La présence de certains métaux divalents est aussi un autre facteur qui pourrait initier le processus de changement de phase pour certains lipides. L’importance de l’interaction entre les métaux divalents avec les phospholipides des membranes dérive de leur rôle dans les phénomènes biologiques, comme par exemple provoquer les transitions vers la phase hexagonale (Cohen et Cohen, 1981). La présence des métaux divalents peut être même vitale pour les organismes unicellulaires. Par exemple, il est connu que la souche mutante d’E. coli (AD93) est incapable de synthétiser la PE (de forme hexagonale) et nécessite la présence de métaux divalents comme le calcium ou le magnésium pour convertir les cardiolipides de phase lamellaire en des formes hexagonales, permettant ainsi d’accomplir ses fonctions biologiques (Rietveld et al., 1993; Killian et al., 1994).

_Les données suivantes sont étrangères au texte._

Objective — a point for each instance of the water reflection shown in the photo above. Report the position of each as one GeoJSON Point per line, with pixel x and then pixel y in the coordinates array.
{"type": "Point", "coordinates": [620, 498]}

Les membranes modèles peuvent être étudiées par RMN du phosphore qui permet d’exploiter les différentes phases lipidiques sans avoir recours au marquage isotopique (Seelig, 1978; Cullis et Kruijff, 1979; Marcotte et al., 2003; Marcotte et Auger, 2005; Robert et al., 2015). La partie théorique explique plus en détail l’étude du polymorphisme par ces techniques (chapitre 2).